- Written by Chris Lannin
Three years ago, Kirk Kennedy left Lowell after nineteen seasons and 161 wins on the Red Devils sideline and headed south to Bloomington. Thursday, after three seasons and just four victories as head coach at Bloomington South, Kirk Kennedy resigned as the Panthers head coach.
According to Kennedy, there were many factors at work behind his decision to step down besides the apparent lack of success on the football field.
“There were a lot of things that entered into the decision,” said Kennedy. “But no matter what was involved the responsibility ultimately comes down to the coaching staff. And since I just couldn’t see that things were going to improve any time soon, I decided to resign.”
One of the factors Kennedy cited was the unpopularity of his offensive philosophy. The spread offense is the offense of choice down south, but as Region football followers know, Kirk Kennedy is an old school football coach; Kennedy likes to run the football.
Kennedy brought a run first, I-formation offensive philosophy to Bloomington South; a between the tackles, smash-mouth ground attack that followers of Region football understand and love, but southern Indiana doesn’t. Bloomington South plays in Conference Indiana, where the football is in the air more often than not, and basketball is king.
“When I came here, I brought along a program that had a proven track record of success at Lowell,” said Kennedy. “But there were already doubters when I got here, because in our system we just weren’t going to throw the football enough. And when we didn’t have success, the number of those doubters continued to grow.”

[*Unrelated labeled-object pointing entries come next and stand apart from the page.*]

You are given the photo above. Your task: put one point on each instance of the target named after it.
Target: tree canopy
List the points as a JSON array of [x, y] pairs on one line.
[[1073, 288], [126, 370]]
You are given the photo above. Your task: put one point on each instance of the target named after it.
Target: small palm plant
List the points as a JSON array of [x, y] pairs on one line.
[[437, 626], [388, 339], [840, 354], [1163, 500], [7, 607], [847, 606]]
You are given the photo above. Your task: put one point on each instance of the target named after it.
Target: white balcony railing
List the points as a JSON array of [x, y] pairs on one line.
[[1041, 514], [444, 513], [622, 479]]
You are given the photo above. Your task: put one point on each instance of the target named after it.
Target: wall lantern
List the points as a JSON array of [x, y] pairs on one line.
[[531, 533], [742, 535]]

Kennedy feels that the Panthers lack of success playing power football not only led to greater doubt amongst the players, but in the Bloomington South community at large.

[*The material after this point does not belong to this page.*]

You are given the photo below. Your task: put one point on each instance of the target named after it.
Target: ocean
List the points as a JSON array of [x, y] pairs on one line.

And because Bloomington South is an Indiana high school basketball powerhouse, the Panthers lack of success on the gridiron also led to a subsequent malaise toward football in general.

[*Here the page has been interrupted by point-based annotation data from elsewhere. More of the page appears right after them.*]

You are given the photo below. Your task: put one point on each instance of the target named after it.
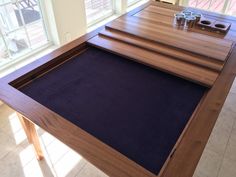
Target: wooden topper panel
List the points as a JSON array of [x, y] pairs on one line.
[[163, 49], [196, 43], [185, 70]]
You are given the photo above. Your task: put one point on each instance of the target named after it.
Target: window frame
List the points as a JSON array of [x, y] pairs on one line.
[[93, 22], [31, 49]]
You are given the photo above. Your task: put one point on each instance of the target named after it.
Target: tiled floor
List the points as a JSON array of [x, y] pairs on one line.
[[17, 156]]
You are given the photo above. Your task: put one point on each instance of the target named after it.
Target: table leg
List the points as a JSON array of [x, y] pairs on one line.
[[32, 135]]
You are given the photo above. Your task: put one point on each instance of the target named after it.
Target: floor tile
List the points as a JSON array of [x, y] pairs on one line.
[[69, 165], [209, 164], [233, 88], [228, 168], [7, 144], [221, 132], [90, 171], [231, 147], [11, 165]]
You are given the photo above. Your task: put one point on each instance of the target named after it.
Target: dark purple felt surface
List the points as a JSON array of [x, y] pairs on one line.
[[137, 110]]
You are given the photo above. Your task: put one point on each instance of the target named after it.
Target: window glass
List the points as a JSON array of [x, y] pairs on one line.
[[21, 28], [97, 10]]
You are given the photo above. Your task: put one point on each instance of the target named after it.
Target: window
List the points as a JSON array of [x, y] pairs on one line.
[[21, 28], [97, 10], [131, 2], [220, 6]]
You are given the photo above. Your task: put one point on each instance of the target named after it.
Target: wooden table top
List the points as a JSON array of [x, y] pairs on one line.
[[145, 35]]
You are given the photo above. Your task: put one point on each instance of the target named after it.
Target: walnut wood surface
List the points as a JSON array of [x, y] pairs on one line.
[[193, 42], [163, 49], [32, 135], [176, 67], [182, 161]]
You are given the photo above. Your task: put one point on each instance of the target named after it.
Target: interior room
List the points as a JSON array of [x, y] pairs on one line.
[[117, 88]]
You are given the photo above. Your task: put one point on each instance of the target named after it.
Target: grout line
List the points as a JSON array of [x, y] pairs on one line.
[[49, 159]]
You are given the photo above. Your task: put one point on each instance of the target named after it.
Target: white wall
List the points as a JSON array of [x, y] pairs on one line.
[[66, 19]]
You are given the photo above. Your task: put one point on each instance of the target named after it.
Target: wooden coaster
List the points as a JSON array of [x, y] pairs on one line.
[[220, 26], [213, 25]]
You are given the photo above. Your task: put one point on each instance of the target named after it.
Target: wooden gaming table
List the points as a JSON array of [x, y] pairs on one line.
[[136, 97]]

“To have a successful football program, the kids have to buy into the program and believe in what you’re doing, and for that to happen you need the support of the parents,” continued Kennedy.
“So the fact that we didn’t throw the ball enough affected how much some of the kids bought into what we were trying to do. And without the parents supporting what we were trying to do it made for a bad marriage.”
“As the coach I’m ultimately responsible (for the record), and looking back, sure, there are some things I would do differently,” said Kennedy. “But looking forward, I realized that I just can’t do it by myself. I need help.”
“So looking at the situation and not seeing any potential for change, I decided it would be best for everyone if I resigned. I wasn’t forced out or anything like that, but I just didn’t see what good it would do for me to continue.”
As far as the future is concerned, Kennedy wants to continue to coach football, and would love to return to the Region if the right opportunity were to present itself.
“The decision to leave Lowell was the hardest decision I ever made because I miss Region football,” said Kennedy. “But leaving Lowell wasn’t about football.”
“Over the course of the last two years there were some job opportunities (in the Region) so naturally I was conflicted about staying the course here or maybe returning to the Region. But I decided I wanted to see this thing through here.”
“And at the start of this season I was excited because I thought we might finally have something happening,” Kennedy recalled. “We had a good summer at the IU football camp, we had a good scrimmage against Center Grove and then we blasted Bedford North Lawrence in the opener; but then the wheels fell off.”
“So in the end, I decided that I didn’t want to just continue to split rocks,” said Kennedy. “I still have a job here because I have my position as assistant athletic director, but I still want to coach football. So if an opportunity were to present itself in the Region I would love to come back. It’s where I belong.”